In general though - where there are things you think we could do better, do open an issue on kops (or kubernetes if it's more of a kubernetes issue)!
Nice, thanks. My feeling is that this is about 75% of what we want and thereby may really be the best solution there is, right now. I'll bring your responses into my next team meeting.
Thanks for feedback. I agree that a huge wall of text is not desired. I think a single sentence answer is fine.
For instance: "Yes, we can. We considered most of that and also have some enterprise customers with similar setups. Check out "googleterm A", "googleterm B", "googleterm C". If you don't find all of that join our slack chat to get more details."
And a more likely answer, also single line: "WTF are these questions? We thought docker+k8s already solves that." (I would've also expected solutions from there but don't hope for it anymore.)
PS (actually an edit to the previous post, but it's already too old): For instance Openshift, as I just found, considers the docker-version kernel-version problem via "xxx-excluder" meta packages: https://docs.openshift.com/container-platform/3.4/install_co...
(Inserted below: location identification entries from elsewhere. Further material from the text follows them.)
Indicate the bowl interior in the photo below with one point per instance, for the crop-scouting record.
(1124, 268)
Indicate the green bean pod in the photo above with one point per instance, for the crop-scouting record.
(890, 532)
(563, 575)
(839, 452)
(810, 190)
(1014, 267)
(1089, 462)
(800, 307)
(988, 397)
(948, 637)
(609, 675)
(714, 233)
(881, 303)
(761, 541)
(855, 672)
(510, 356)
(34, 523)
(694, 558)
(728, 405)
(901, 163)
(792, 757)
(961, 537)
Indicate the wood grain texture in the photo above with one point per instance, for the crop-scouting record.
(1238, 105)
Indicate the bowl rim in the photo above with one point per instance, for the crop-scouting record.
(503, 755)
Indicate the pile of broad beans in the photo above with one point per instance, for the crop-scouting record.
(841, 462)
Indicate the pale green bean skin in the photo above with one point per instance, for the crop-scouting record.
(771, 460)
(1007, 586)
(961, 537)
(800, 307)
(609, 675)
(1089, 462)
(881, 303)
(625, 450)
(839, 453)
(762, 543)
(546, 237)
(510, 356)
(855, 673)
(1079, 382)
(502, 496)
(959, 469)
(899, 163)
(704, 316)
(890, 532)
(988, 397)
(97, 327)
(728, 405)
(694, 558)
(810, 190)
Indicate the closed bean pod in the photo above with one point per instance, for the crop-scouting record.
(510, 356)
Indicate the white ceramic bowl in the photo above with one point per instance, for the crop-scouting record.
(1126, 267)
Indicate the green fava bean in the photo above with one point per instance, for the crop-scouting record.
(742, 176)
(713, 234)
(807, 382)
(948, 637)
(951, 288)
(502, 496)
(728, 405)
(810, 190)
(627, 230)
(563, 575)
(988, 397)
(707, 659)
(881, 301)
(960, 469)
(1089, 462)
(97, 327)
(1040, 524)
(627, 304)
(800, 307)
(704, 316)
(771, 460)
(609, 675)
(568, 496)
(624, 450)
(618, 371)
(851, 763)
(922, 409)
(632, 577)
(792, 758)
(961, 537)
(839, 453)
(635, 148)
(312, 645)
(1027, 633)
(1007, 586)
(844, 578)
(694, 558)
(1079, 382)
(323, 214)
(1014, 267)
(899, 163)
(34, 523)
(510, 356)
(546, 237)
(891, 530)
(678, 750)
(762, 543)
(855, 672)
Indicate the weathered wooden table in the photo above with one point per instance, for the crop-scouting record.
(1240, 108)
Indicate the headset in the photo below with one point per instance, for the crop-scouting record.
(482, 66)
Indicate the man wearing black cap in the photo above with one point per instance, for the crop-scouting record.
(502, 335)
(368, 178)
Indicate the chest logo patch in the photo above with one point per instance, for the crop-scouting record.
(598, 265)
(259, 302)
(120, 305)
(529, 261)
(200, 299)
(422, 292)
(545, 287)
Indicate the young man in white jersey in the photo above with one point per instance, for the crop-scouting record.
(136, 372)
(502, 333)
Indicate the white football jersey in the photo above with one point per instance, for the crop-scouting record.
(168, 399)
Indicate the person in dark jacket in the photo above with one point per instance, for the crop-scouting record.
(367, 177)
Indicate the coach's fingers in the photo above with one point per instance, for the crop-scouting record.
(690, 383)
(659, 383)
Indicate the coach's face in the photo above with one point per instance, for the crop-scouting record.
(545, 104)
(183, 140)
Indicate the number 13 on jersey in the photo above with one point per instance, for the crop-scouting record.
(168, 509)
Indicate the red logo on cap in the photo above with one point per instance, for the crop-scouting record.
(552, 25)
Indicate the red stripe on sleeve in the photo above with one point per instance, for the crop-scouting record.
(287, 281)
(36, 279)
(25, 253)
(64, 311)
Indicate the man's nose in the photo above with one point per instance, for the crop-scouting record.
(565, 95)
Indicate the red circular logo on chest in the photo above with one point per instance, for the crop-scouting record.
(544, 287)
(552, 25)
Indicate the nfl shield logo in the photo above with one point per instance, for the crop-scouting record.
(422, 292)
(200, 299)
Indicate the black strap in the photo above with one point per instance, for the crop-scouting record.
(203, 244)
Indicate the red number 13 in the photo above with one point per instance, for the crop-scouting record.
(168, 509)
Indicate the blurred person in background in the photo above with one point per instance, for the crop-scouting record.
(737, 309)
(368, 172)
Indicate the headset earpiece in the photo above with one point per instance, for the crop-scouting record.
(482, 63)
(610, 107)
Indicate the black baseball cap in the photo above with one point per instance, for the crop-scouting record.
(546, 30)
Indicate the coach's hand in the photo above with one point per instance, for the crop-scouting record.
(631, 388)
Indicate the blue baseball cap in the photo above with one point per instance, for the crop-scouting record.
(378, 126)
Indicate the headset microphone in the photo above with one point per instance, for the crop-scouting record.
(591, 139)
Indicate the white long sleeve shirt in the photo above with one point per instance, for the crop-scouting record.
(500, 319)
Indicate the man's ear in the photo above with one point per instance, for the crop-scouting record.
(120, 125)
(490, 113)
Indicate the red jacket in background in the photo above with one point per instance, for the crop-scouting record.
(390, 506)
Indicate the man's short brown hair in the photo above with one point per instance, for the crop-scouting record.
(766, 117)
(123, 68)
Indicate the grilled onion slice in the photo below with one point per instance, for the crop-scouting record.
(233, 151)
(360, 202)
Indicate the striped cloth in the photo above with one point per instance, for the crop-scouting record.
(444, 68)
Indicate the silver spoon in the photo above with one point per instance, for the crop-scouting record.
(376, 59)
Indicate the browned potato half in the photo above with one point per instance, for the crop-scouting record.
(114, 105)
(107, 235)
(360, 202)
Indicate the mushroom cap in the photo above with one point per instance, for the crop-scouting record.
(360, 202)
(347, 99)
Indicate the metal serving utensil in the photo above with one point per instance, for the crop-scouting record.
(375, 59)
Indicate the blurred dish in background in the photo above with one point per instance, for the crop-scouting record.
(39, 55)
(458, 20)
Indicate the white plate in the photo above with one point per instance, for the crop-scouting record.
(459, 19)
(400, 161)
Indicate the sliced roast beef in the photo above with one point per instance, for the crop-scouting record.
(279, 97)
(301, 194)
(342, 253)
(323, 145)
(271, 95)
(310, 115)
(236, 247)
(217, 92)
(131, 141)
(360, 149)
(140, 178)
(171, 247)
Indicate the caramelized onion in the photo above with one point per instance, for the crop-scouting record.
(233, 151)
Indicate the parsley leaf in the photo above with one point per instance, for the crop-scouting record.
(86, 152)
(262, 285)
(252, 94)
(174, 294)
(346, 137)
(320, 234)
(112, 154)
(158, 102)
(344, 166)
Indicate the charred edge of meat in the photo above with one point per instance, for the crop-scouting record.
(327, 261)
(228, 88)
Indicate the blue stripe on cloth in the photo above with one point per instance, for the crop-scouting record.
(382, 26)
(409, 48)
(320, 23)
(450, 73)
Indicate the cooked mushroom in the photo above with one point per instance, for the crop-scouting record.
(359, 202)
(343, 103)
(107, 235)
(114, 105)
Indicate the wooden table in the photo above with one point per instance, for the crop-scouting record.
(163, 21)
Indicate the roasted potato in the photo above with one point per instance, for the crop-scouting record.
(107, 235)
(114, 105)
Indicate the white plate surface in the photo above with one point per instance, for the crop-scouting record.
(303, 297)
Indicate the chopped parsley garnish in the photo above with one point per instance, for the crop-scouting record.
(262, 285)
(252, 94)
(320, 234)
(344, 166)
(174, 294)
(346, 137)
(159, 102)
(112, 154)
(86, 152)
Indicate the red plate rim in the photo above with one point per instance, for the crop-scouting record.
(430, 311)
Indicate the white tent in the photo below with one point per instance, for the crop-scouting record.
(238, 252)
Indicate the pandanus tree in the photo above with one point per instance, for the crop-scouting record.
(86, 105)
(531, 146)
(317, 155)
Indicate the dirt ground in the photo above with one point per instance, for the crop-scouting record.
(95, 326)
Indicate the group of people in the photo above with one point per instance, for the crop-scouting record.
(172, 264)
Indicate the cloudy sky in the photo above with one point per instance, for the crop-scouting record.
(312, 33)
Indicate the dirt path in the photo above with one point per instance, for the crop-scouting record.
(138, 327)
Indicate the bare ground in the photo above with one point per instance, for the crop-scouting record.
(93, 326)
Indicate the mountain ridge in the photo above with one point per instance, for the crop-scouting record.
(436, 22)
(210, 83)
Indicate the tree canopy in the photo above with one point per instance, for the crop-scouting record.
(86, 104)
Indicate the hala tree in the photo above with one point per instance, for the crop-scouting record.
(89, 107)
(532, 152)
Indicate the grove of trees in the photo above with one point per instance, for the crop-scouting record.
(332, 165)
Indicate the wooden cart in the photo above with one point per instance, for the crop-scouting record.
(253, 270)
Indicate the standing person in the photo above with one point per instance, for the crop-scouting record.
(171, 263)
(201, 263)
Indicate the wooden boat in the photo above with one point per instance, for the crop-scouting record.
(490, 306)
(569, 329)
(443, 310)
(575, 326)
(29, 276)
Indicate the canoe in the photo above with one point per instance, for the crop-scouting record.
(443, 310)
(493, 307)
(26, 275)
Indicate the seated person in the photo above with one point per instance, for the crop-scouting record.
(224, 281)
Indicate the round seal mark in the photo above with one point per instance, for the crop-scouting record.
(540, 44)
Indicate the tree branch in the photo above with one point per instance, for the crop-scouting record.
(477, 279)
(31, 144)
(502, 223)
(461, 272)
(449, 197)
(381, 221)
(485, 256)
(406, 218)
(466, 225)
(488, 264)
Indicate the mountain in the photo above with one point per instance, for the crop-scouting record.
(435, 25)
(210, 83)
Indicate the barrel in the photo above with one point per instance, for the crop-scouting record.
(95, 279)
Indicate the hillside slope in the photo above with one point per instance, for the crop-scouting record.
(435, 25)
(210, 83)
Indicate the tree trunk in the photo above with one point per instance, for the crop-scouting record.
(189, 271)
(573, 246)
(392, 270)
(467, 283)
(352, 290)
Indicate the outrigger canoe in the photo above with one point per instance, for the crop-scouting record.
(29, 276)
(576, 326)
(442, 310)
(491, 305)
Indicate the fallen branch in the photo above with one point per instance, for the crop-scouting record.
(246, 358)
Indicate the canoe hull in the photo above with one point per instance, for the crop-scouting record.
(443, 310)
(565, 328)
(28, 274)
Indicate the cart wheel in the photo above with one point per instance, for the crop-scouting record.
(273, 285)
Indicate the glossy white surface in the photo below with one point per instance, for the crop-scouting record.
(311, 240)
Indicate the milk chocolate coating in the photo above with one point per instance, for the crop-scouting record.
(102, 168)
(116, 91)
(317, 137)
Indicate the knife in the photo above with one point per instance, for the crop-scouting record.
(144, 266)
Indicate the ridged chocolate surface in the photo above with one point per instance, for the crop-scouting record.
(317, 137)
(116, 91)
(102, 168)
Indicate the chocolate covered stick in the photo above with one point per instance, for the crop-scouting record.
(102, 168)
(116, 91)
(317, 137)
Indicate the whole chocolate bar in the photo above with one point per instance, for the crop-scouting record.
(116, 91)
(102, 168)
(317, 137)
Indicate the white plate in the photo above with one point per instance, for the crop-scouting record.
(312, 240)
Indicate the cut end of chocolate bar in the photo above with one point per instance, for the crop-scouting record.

How do you handle that DNS in a corp net can get weird and for instance in Ubuntu 16.04 the NetworkManager setting for dnsmasq needs to be deactivated?
How do you report dying nodes due to kernel version and docker version not being similar?
Do you report why pods are pending?
Does kops wait until a sucessful health check before it reports a successful deployment (in contrast to helm which reports success when the docker image isn't even finished pulling)?
Do you run any metrics on the cluster to see if everything is working fine?
Edit: Sorry to disturb the kops marketing effort, but some people still hope for a real, enterprise ready solution for k8s instead of just another fluff added on a shaky foundation.